Though for all production traffic, it is highly recommended to leave this feature in its default disabled state. Otherwise, origin servers will not be shielded from end-users who may inadvertently trigger many no-cache requests when refreshing web pages, or from the many popular media players that are coded to send a no-cache header with every video request. Nevertheless, this feature can be useful to apply to certain non-production staging or testing directories, in order to allow fresh content to be pulled on-demand from the origin server.

Maximum Keep-Alive Requests feature defines the maximum number of requests for a Keep-Alive connection before it is closed. Setting the maximum number of requests to a low value is strongly discouraged and may result in performance degradation. Default Value: 10,000 requests

Partial Cache Sharing feature determines whether a request can generate partially cached content. This partial cache may then be used to fulfill new requests for that content until the requested content is fully cached.

Value
Result
Enabled
Requests can generate partially cached content.
Disabled
Requests can only generate a fully cached version of the requested content.


Prevalidate Cached Content determines whether cached content will be eligible for early revalidation before its TTL expires. It's used to define the amount of time prior to the expiration of the requested content's TTL during which it will be eligible for early revalidation.

Set Client IP Custom Header feature allows the IP address of the requesting client to be added to the request as a custom request header. The name of the request header in which the IP address will be saved is determined by the value assigned to the Header name option. If a header name value is not specified, then this value will be stored in a request header called "True-Client-IP."

This feature allows a customer origin server to find out client IP addresses through a custom request header. If the request is served from cache, then the origin server will not be informed of the client's IP address. Therefore, it is recommended that this feature be used with ADN or assets that will not be cached.

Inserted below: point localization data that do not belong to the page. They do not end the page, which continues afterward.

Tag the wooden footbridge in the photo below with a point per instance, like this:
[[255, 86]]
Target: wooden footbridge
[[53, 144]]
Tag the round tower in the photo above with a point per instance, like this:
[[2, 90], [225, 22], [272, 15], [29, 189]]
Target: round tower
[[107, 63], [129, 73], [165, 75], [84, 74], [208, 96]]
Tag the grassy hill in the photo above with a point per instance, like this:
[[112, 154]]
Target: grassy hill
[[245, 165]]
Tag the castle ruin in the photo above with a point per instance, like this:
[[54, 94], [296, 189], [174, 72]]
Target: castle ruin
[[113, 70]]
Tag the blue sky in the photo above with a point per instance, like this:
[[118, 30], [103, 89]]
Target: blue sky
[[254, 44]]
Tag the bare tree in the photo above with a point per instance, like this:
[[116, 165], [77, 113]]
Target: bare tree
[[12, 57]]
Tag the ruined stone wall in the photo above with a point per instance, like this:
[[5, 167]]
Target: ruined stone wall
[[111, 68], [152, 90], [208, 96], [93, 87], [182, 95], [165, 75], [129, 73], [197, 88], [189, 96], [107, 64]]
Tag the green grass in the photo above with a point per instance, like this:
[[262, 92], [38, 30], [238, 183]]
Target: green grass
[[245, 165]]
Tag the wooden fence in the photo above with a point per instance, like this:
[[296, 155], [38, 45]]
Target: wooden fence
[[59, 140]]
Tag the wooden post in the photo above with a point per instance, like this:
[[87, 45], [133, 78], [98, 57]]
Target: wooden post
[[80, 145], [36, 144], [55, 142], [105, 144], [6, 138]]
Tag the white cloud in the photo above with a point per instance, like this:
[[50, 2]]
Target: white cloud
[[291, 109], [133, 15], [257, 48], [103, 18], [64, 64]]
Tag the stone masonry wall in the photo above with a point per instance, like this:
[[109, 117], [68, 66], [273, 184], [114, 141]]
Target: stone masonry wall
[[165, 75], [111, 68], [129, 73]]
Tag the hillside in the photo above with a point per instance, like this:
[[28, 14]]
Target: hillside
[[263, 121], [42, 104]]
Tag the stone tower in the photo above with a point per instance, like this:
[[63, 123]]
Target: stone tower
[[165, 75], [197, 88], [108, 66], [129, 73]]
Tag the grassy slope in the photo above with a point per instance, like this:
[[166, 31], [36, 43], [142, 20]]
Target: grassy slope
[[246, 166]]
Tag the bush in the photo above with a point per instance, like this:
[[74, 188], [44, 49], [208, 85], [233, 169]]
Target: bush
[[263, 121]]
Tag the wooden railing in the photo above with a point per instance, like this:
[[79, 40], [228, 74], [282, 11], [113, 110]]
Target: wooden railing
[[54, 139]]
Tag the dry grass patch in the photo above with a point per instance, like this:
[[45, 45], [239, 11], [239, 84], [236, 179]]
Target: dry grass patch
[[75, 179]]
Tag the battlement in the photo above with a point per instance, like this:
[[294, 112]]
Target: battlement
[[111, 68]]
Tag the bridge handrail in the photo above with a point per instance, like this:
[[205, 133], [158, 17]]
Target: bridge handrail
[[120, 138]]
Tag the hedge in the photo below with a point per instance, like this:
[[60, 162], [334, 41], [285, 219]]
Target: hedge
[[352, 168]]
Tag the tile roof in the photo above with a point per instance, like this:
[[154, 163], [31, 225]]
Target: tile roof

Stale Content Delivery on Error feature determines whether expired cached content will be delivered when an error occurs during cache revalidation or when retrieving the requested content from the customer origin server.

Value
Result
Enabled
Stale content will be served to the requester when an error occurs during a connection to an origin server.
Disabled
The origin server's error will be forwarded to the requester.


Stale While Revalidate feature allows our edge servers to serve stale client to the requester while revalidation takes place. The purpose of this feature is to improve performance.

Token Auth determines whether Token-Based Authentication will be applied to a request. If Token-Based Authentication is enabled, then only requests that provide an encrypted token and comply to the requirements specified by that token will be honored.

Value
Result
Enabled
When enabled, this option will protect the requested content with Token-Based Authentication. Only requests from clients that provide a valid token and meet its requirements will be honored. FTP transactions are excluded from Token-Based Authentication.
Disabled
When disabled, this option restores the default behavior. The default behavior is to honor all requests.


Also Rules Engine allows the customer to override an existing CDN configuration. For example, a rule that disables Token-Based Authentication for all HTML assets can be created. This type of rule would bypass the check for Token-Based Authentication even when the requested HTML assets are in a secured directory.

Rules Engine

URL Redirect redirects requests via the Location header.



URL Rewrite rewrites the request URL.